Information for Year 2 ITU Training (advanced):

Year 2 ITU curriculum Physiology:

• Drugs affecting cerebrovascular resistance/dilation- α-adrenergic drugs have little effect.

Investigations:

• SSEVP & BAEVP: Indications and prognostic significance. • EMG and bulbar EMG: Indications and interpretation • Cerebral blood flow – angiography, SPECT scans, jugular venous saturations.

Indications, limitations and complications.

Curriculum Notes for Year 2: Physiology Drugs affecting cerebrovascular resistance/dilation - α-adrenergic drugs have little effect.

ITU drugs Inhalational Agents Anaesthetic agents reduce neuronal function and so depress metabolic demands. This mechanism reduces CBF. On the other hand volatile anaesthetic agents cause direct cerebral vasodilatation. The overall effect therefore is a rise in CBF. The consequence is an increase in arterial volume and increase in brain volume and therefore ICP rises. Two other physiological mechanisms may influence ICP when using volatile agents. Firstly the normal autoregulatory mechanism is gradually abolished as the concentration of the volatile agent is increased, CBF becoming blood pressure dependent. Thus as blood pressure rises, CBF increases and cerebral vasodilation occurs. In contrast when blood pressure falls, there is no mechanism to sustain flow by reducing cerebrovascular resistance (fig 2).

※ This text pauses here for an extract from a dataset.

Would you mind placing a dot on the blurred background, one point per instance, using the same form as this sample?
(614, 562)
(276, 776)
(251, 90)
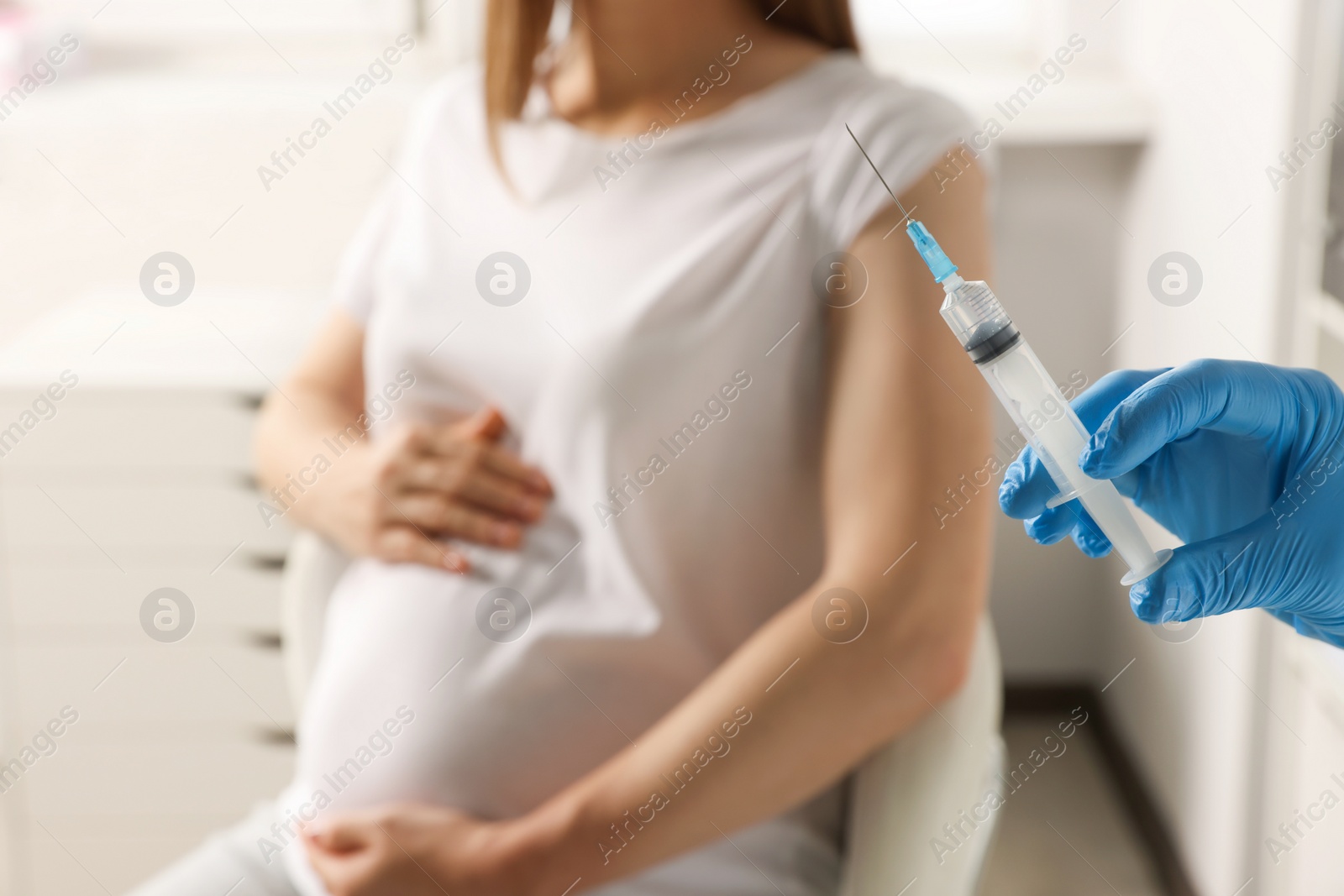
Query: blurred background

Effect of a progressively increased dose of a volatile anaesthetic agent on CBF autoregulation.


Secondly the volatile agents also affect the CO2-CBF relationship, the curve being shifted to the left. Hypocapnia is still able to reduce cerebral blood flow and therefore to oppose the vasodilation. However if CO2 is allowed to rise, there is a much more rapid increase in CBF (fig 3).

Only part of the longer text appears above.